After the Times went online Sunday night Sen. Chuck Schumer, the Senate’s top Democrat, tweeted the story “suggests multiple top Trump administration officials knew the facts and deliberately misled Congress and the American people.”

This, he said, constituted “a massive White House cover-up.”

“It’s up to four Senate Republicans to ensure that John Bolton, Mick Mulvaney, and others with direct knowledge of President Trump’s actions testify in the Senate trial,” Schumer added.

Sen. Mitt Romney, R-Utah, told reporters Monday that he thinks it is “increasingly likely” that more Republican senators will support hearing testimony from Bolton following the Times report.

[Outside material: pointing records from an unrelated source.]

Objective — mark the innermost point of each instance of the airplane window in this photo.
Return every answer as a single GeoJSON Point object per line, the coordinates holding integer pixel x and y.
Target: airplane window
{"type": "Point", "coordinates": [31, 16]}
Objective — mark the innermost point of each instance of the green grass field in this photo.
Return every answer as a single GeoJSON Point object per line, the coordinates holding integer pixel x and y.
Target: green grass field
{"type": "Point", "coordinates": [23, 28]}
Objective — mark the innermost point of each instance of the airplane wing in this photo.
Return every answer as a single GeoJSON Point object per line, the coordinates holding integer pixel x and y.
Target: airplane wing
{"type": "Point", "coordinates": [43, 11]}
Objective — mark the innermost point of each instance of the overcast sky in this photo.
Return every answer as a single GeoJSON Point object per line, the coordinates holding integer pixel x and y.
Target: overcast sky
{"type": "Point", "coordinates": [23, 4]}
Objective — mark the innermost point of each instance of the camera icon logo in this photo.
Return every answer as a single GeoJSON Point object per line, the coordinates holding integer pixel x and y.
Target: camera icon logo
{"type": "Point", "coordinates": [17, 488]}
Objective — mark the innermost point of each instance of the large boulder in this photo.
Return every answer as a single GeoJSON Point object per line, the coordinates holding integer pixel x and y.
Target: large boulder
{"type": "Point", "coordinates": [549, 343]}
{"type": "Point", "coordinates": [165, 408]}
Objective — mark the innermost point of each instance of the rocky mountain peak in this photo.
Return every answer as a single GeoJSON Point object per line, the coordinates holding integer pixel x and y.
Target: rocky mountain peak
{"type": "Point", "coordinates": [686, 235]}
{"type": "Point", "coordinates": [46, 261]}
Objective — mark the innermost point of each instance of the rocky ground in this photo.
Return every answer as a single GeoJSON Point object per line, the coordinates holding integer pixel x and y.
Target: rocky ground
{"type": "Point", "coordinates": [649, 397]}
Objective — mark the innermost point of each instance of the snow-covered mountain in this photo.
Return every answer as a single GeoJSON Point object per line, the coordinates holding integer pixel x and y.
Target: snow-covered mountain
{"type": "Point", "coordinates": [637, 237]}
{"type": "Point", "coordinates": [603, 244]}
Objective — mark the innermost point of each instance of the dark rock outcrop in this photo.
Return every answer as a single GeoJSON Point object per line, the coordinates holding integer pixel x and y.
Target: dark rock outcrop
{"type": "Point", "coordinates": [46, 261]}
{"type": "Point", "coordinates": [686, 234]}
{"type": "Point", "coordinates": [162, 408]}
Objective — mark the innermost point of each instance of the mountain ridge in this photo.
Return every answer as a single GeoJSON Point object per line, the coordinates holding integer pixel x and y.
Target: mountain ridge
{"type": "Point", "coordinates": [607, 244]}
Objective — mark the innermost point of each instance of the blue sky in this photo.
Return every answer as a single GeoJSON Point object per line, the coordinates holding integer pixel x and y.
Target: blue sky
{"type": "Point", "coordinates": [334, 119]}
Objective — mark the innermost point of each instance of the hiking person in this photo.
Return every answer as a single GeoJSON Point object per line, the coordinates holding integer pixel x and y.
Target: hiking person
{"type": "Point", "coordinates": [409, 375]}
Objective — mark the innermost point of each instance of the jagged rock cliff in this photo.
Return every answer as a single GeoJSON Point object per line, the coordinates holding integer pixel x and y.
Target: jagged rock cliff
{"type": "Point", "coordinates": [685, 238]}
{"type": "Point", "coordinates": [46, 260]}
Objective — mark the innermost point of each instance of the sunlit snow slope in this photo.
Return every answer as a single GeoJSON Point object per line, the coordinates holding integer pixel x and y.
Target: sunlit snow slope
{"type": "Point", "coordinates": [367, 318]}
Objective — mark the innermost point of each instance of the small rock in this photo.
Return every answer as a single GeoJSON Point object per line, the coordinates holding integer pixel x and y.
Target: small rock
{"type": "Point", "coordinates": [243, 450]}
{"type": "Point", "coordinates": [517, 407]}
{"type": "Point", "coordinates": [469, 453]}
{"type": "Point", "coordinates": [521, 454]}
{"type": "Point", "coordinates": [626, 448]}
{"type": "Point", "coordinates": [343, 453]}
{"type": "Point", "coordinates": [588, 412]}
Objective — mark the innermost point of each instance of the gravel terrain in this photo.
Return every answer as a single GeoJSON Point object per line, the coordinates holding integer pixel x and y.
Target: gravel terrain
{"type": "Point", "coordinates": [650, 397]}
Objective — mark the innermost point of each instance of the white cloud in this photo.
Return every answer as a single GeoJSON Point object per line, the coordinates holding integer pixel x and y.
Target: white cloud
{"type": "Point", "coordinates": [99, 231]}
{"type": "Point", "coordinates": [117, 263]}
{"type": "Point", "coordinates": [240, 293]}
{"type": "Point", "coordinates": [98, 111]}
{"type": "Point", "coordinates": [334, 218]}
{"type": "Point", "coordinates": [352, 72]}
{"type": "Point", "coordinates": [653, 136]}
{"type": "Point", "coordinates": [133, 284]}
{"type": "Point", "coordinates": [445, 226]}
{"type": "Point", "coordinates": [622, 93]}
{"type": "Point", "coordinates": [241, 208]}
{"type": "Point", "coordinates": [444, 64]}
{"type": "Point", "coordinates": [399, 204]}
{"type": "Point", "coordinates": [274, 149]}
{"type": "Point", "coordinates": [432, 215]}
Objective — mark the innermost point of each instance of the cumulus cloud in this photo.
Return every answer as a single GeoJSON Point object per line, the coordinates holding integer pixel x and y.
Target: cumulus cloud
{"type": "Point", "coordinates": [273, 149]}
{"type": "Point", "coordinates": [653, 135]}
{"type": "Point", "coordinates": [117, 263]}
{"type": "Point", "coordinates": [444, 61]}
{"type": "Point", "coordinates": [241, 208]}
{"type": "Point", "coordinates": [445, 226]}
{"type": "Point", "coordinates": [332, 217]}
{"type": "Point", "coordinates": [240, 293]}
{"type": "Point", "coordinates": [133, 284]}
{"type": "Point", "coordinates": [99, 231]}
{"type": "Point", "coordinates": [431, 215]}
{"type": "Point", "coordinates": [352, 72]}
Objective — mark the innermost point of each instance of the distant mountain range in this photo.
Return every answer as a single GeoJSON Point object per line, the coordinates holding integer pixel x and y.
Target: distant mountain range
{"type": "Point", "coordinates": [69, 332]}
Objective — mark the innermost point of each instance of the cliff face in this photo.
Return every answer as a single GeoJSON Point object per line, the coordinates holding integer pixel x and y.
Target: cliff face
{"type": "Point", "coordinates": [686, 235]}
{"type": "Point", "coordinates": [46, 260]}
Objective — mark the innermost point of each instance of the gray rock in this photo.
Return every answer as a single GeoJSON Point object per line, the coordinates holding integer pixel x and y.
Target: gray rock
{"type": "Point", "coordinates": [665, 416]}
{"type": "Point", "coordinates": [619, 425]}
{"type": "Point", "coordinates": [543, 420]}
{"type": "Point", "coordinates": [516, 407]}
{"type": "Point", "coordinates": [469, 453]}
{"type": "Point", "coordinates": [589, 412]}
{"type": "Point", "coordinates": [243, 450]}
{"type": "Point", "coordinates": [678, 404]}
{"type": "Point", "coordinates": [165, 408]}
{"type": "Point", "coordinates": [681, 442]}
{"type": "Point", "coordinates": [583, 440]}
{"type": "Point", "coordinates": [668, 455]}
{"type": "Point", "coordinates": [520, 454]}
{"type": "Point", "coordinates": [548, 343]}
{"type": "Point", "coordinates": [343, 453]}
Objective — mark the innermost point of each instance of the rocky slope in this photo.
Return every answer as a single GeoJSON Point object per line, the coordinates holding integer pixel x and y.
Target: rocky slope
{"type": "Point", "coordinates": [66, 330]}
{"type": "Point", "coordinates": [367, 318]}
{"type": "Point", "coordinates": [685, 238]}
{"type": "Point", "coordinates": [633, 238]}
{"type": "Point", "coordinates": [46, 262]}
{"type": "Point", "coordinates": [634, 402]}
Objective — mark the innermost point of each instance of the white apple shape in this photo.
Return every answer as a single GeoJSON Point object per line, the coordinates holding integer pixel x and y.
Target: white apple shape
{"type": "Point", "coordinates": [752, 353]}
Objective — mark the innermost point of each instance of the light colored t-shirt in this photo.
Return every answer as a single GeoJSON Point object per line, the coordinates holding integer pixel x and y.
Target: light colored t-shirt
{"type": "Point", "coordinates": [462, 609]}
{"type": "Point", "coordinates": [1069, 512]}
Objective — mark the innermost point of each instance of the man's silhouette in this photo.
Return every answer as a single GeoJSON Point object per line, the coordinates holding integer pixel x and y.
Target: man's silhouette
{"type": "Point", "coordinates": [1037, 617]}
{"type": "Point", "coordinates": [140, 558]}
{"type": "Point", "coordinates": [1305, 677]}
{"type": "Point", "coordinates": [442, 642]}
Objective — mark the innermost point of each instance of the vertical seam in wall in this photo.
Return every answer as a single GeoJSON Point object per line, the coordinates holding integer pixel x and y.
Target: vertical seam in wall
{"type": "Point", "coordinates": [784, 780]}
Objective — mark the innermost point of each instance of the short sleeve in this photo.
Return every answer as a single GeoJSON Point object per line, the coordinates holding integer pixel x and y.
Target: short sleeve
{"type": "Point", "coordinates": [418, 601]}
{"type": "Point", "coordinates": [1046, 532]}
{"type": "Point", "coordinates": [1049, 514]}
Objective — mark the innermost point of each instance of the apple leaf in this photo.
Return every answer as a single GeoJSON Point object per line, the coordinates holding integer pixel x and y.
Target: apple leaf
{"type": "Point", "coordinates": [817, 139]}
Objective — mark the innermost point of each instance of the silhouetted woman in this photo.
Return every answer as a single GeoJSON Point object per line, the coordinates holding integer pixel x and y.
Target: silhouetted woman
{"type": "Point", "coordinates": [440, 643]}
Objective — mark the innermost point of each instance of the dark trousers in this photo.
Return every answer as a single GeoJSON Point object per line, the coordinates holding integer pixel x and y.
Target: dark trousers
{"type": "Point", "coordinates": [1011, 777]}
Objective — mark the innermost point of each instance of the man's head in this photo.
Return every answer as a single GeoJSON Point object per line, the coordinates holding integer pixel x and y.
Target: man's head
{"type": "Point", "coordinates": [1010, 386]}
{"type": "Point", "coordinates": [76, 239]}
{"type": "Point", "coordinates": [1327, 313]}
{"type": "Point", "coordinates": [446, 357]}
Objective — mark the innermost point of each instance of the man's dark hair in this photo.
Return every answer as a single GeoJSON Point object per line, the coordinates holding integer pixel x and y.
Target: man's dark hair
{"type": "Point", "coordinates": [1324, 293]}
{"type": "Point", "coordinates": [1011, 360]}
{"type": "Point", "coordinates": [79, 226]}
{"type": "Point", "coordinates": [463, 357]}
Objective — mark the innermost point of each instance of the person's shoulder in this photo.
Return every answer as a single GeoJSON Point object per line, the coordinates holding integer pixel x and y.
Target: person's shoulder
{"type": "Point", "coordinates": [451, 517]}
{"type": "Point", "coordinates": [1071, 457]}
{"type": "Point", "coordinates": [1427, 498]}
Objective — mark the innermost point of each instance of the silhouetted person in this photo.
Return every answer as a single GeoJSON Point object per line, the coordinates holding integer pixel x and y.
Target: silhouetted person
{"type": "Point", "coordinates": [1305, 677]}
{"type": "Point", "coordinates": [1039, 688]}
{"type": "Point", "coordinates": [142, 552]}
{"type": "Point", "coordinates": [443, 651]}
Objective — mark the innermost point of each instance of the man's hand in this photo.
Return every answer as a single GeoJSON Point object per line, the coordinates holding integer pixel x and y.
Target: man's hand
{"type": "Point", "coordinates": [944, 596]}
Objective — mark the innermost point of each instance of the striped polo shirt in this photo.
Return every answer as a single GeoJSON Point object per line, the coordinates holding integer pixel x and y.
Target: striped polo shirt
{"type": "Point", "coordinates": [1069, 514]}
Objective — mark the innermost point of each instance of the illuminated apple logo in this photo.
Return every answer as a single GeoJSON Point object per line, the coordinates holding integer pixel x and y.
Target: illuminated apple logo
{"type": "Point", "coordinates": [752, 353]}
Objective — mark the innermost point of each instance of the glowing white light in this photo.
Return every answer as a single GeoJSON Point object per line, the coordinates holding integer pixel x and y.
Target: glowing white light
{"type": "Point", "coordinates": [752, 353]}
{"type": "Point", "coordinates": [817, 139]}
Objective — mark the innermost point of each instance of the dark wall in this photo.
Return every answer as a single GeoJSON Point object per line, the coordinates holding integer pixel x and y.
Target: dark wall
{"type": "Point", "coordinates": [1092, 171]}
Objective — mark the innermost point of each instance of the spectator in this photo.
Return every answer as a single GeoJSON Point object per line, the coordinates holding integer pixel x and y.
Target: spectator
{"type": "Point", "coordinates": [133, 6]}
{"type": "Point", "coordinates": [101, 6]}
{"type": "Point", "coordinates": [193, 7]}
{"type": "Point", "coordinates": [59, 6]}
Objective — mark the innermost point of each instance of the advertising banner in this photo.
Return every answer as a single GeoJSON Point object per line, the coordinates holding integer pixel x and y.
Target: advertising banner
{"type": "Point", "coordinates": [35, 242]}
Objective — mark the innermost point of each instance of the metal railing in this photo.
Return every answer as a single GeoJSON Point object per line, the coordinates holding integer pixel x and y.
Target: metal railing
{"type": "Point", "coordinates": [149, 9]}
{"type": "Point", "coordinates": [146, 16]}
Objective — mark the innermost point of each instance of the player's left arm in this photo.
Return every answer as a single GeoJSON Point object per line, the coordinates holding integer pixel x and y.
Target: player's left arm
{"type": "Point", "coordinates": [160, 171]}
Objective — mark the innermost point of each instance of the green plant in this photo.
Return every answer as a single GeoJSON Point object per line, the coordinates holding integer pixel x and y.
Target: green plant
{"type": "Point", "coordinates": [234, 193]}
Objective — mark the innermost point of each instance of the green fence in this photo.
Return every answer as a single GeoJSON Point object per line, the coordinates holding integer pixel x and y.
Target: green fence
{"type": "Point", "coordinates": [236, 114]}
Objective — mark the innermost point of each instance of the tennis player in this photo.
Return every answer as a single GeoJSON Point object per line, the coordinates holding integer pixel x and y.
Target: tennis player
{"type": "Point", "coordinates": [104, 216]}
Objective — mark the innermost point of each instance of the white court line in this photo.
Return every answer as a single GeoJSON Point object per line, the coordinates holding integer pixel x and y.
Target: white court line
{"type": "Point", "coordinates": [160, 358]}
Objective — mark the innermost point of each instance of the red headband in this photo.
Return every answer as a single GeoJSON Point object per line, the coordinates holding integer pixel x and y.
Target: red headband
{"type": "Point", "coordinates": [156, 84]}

Romney declined to say not whether he wanted to see Bolton’s manuscript itself or whether he wants to know who in the White House might have known about the contents of the manuscript beforehand.

“It’s important to be able to hear from John Bolton for us to be able to make an impartial judgment,” Romney said.

Later, Sen. Susan Collins of Maine became the second Republican senator to say that reports on Bolton’s book strengthen the case for witnesses in Trump’s impeachment trial.

“From the beginning, I’ve said that in fairness to both parties the decision on whether or not to call witnesses should be made after both the House managers and the President’s attorneys have had the opportunity to present their cases,” Collins said in a statement. “I’ve always said that I was likely to vote to call witnesses, just as I did in the 1999 Clinton trial. The reports about John Bolton’s book strengthen the case for witnesses and have prompted a number of conversations among my colleagues.”

Trump denied the claims in a series of tweets early Monday. “I NEVER told John Bolton that the aid to Ukraine was tied to investigations into Democrats, including the Bidens,” Trump said in a tweet. “In fact, he never complained about this at the time of his very public termination. If John Bolton said this, it was only to sell a book.”

Bolton acrimoniously left the White House a day before Trump ultimately released the Ukraine aid on Sept. 11. He has already told lawmakers that he is willing to testify, despite the president’s order barring aides from cooperating in the probe.

“Americans know that a fair trial must include both the documents and witnesses blocked by the President — that starts with Mr. Bolton,” the impeachment managers said in a statement.